Schools 'descend into chaos' as hiring ban persists
The Government has failed to live up to its promise to allow schools to fill certain vacant posts, leaving some schools to "descend into chaos".
The Department of Education has frozen the process in post-primary because a flood of retirements pushed up the number of vacancies they expected to have to fill.
More than 1,300 middle-management posts, crucial to the smooth running of schools, were lost as a result of the public sector jobs' embargo.
The Government gave a commitment in July to fill some of them amid warnings of the damaging effects on pupils of not filling vacant assistant principal positions.
The relief felt when the partial lifting of the moratorium was announced has now turned to disappointment and anger.
But to date, none of the 120 primary schools that applied to fill a vacancy in September has heard anything back from the department.
While the embargo affects all middle-ranking posts in schools, the alleviation only applies to vacancies at the level of assistant principal, because of the crucial role they play.
There are about 1,100 unfilled assistant principal jobs at second-level and 200-300 in primary level, which many schools had expected to fill after the July announcement.
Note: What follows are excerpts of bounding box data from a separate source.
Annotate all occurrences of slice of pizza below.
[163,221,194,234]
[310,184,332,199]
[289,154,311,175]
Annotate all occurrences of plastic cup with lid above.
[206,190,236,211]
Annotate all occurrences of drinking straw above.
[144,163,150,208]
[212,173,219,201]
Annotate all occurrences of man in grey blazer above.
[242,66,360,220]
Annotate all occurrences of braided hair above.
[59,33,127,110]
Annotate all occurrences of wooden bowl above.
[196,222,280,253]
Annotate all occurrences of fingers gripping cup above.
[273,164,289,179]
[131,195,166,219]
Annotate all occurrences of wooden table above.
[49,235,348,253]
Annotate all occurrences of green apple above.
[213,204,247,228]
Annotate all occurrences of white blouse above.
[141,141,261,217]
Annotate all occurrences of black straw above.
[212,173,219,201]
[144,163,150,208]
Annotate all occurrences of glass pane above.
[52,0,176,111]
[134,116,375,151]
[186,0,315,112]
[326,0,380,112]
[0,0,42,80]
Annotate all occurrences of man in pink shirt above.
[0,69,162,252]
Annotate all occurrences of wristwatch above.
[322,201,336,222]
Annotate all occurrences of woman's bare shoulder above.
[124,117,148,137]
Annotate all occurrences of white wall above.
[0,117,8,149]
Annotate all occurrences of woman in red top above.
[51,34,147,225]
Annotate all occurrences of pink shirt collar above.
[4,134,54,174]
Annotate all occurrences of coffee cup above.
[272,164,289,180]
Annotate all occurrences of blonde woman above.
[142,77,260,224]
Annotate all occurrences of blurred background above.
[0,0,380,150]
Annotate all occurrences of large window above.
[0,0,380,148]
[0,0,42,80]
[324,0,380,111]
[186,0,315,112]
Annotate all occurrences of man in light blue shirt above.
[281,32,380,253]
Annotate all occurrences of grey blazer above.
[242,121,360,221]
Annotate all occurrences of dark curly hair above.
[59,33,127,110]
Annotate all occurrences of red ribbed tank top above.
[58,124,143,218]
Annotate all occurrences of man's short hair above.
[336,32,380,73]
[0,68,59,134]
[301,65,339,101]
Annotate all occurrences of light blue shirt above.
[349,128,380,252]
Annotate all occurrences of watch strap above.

Now, as schools prepare to enter the second term of the year, they are struggling without key personnel.
The alleviation allowed post-primary schools to replace assistant principals automatically, subject to certain criteria.
But the department was taken aback in the autumn when more than 1,144 had retired since the moratorium was announced in March 2009.
The department has now abruptly withdrawn the concession in second-level schools and has announced a review.
According to the Irish National Teachers Organisation, one in four assistant principal posts have been lost due to retirements, transfer and promotion to principal or deputy principal. A significant number of other special duties posts have also been lost.
One school told the INTO that its organisational structure was "descending into chaos". Another school said if the moratorium remained it would leave schools "inoperable, unable to meet department and legislative requirements".
According to the INTO, schools have to cut back on planning and co-ordination in several curriculum areas such as maths and computers.